Step Three: You will want to cut all your long fabric strips into smaller strips for this step. Each strip is already two inches wide, but the lengths may vary depending on your original fabric scrap. I cut my strips down to be about eight inches long; however, there is no rule on how long or short your strips can be, so go ahead and go crazy with it. Also, make sure to repeat steps one through three with all the fabric scraps you want to use for your garland.
Step Four: Simply take your twine/string/or baker’s twine and cut it to the length of the garland that you want to make. I cut mine to be four feet, but again there are no rules (this is crafting anarchy).
Step Five: Tie your fabric strips to the twine. It is that easy. Make sure to really fill that twine up with fabric strips.
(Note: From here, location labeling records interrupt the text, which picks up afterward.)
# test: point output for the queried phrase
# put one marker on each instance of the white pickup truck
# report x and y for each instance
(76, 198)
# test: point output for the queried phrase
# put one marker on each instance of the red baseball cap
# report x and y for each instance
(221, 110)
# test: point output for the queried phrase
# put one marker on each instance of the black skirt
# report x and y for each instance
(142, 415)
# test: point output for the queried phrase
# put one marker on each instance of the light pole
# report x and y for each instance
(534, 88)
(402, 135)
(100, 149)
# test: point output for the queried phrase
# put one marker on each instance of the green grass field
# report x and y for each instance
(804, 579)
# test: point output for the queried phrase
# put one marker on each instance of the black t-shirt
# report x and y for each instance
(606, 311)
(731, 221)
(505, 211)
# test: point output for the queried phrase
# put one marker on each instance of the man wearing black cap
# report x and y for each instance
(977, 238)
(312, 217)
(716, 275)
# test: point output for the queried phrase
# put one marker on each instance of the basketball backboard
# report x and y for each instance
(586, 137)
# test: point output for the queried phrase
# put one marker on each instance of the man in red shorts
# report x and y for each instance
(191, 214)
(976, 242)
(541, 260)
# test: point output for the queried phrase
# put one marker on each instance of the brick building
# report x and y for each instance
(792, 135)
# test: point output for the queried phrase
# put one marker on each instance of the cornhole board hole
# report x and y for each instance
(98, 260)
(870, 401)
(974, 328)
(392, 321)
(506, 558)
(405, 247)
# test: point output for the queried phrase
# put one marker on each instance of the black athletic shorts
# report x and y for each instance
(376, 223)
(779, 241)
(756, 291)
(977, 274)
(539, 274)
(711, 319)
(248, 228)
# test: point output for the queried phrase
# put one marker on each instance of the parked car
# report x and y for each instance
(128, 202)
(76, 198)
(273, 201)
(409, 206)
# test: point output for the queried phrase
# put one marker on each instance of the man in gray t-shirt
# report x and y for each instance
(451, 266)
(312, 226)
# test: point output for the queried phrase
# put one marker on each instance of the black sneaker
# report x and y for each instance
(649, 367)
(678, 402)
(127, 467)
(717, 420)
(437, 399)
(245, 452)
Step Six: This is your final step. All you need to do is scrunch all those fabric strips together to make your garland more full.
A final note to you garland fanatics: remember to think outside the box with this craft. I have made variations of this garland for photo backdrops, for my little boy’s room, as a main item on my holiday mantel and in dozens of colors. Don’t be afraid to experiment with the length of your garland, the size of your fabric strips and the way you hang it up. Like I said, go crazy!